More economists are shifting their expectations for interest rates in South Africa to a long-term hold, predicting that the South African Reserve Bank will proceed with extreme caution.

The latest group to share this view is Momentum Investments, which believes the SARB will likely put a six-month moratorium on interest rate changes as it assesses the global economic landscape.

This means that an interest rate cut is unlikely in the next three Monetary Policy Committee meetings at least.

The MPC is set to meet again for a review in May 2025, with Momentum expecting another hold, which will likely carry through the July and September meetings as well.

While it remains to be seen whether market conditions will calm down by then, South Africans might only see the SARB shift again in its final meeting for the year in November, if at all.

This is a significant shift away from the projected cutting path seen for South Africa at the start of the year, where another 50 to 75 basis point cuts were on the cards.

At the end of 2024, economists generally viewed South Africa’s cutting cycle as having room for between 125bp and 150bp of cuts.

Between October 2024 and March 2025, the SARB cut interest rates by a cumulative 75 basis points, bringing the policy rate to 7.5%.

However, in the last two MPC meetings (January and March), there were votes in favour of holding rates steady, ultimately remaining unchanged in March 2025.

The SARB’s Quarterly Projection Model currently points to a further 25-basis point cut in the second quarter of 2025, bringing the policy rate in line with the estimated neutral rate of 7.25%.

However, this is likely to remain firmly data-dependent, especially given unusually elevated global uncertainty. As it stands, expectations are that the SARB will vote to hold.

This has been echoed by many other economists, with the most bearish seeing no room for interest rate cuts for the rest of 2025.

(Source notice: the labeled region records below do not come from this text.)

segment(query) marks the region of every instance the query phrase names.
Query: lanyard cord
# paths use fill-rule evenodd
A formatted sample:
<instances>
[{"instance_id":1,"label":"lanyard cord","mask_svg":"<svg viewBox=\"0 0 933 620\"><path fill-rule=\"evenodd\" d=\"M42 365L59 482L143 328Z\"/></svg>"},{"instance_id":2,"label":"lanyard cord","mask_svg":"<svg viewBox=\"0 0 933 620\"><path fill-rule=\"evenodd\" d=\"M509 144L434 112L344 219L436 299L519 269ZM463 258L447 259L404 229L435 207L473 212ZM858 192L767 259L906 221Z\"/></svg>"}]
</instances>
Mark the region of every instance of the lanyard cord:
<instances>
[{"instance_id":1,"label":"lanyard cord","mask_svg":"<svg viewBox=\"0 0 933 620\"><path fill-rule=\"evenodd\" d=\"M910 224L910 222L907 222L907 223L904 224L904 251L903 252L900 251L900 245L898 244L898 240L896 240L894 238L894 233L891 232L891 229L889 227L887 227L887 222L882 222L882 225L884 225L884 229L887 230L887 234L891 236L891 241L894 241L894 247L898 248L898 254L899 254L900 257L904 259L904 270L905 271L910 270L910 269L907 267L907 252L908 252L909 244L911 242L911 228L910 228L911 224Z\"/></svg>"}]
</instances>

Sanisha Packirisamy, Economist at Momentum Investments, said this reflected increased caution amid rising tariff concerns emanating from the United States.

“We expect this cautious stance to persist over the next six months, particularly as some key risks begin to materialise, such as the implementation of a universal tariff by the United States,” she said.

US President Donald Trump announced a universal 10% tariff that took effect from 5 April. The impact of the tariffs is expected to feed through to global economies around the middle of the year.

A far higher and more damaging “reciprocal” tariff was also announced—at 30% for South Africa—but paused for 90 days. If implemented after the pause, its effects will be widely felt in the latter half of the year.

Why the Reserve Bank is likely to hold

Sanisha Packirisamy

Analysing the SARB’s monetary policy review, Packirisamy noted that the SARB is struggling to find stable ground amid rapidly changing economics and their impact on inflation.

On the local front, inflation is projected to bottom at 3.6% in 2025 before gradually accelerating to 4.5% over the forecast period.

While this would typically support the case for further interest rate cuts, the economist said that uncertainty around second-round effects from the VAT increase justifies the SARB’s caution.

This uncertainty is only exacerbated by the SARB missing its previous projections in 2024—before the instability of VAT and Trump tariffs were even a thing.

For inflation, the SARB’s forecasts for 2024 were more pessimistic than reality. It projected an average of 5.0% for the year, but the outcome was more favourable at 4.4%.

Inflation forecast errors were down to a stronger-than-expected rand following the formation of the Government of National Unity and lower oil prices, which eased cost pressures.

“Additionally, unit labour costs were lower than projected, and the output gap turned out to be more negative than initially assumed, both reducing inflationary pressures,” Packirisamy said.

Economic growth, meanwhile, was overestimated by 100%. The SARB projected economic growth of 1.2%, when the actual result was half as much, at 0.6%.

This mismatch was due to the volatile performance of the agriculture sector and overestimations in various other sectors.

On the expenditure side of growth, the SARB persistently overestimated private investment and inventory changes, while net exports were underestimated, mainly due to weaker-than-expected imports.

Packirisamy stressed that these forecast errors were not unique to the SARB, as similar inaccuracies were observed in other analyses, including Reuters consensus.

However, it goes some way to show why the SARB would be cautious about making policy adjustments in 2025 amid even greater levels of uncertainty.

“(The errors) underscore the difficulty of economic forecasting against a highly unpredictable global and domestic landscape,” she said.